Marcus,
Yes, triggers are strange beasts.
The only thing you know when a trigger fires is (1) that you are on the table, the alias you do not know but CursorGetProp('SourceName') returns the tablename and (2) you are on the record
They do reopen the tables with another alias. In fact, they have to do that since they mustn't change record pointers of your aliasses.
Also, when a trigger is fired for an alias, you cannot change the record pointer in that alias, ie you cannot move off that record until the trigger exits
You can learn a lot looking at the code the RI builders generate
Happy triggering
>Gregory,
>
>thanks for you answer. We finally found the problem. We tried to pick up the PK of the table alias (Lets call the Table and Alias MARCUS)
>
>Actually we used lcPK = MARCUS.PK_Marcus ...
>
>That caused all problems. When we have cascaded delete the table is not opened with the alias MARCUS!
>Ends up to:
>
>lcPKWrong = MARCUS.PK_Marcus (gets any PK, wherever we left the table MARCUS)
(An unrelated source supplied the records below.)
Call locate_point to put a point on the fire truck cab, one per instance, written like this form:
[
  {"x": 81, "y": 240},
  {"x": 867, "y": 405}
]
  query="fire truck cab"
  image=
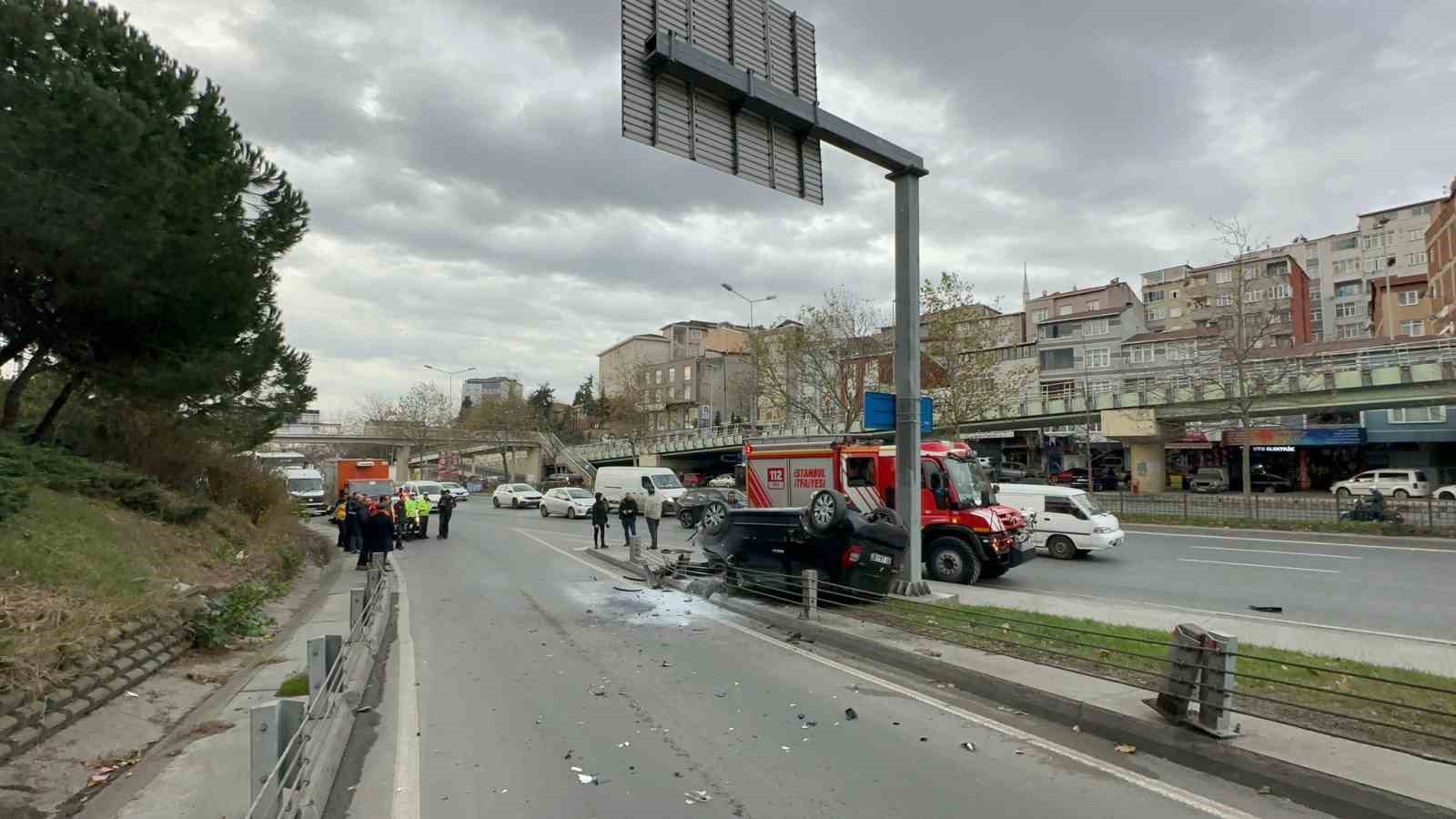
[{"x": 966, "y": 533}]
>lcPKRight = PK_Marcus (always the PK of the right recod )
>
>After working a bit of time on this problem we seem to have lost the right focus of looking to it and I really searched is the totally wrong direction...
>
>Marcus
>
>>>If I delete the according record in Table1 my Table3-Code fires, but the record pointer of table3 stands anywhere? So I can't find out wich record is planed to be deleted, so I can't perform my action!
>
>
>>When the trigger of table3 fires, you
are on the record of table3 that is being deleted. It does not matter which table (1 or 2) initiated it.
>>Actually, deleting a record in table1 will start deleting records in table2. Then Table2 RI is fired, which deletes a record in table3. So it is always table2 that initiates the trigger
>>
>>Also, the trigger fires for each record of table3 that is being deleted. When the code of table3 is fired, you are on the record that is about to be deleted.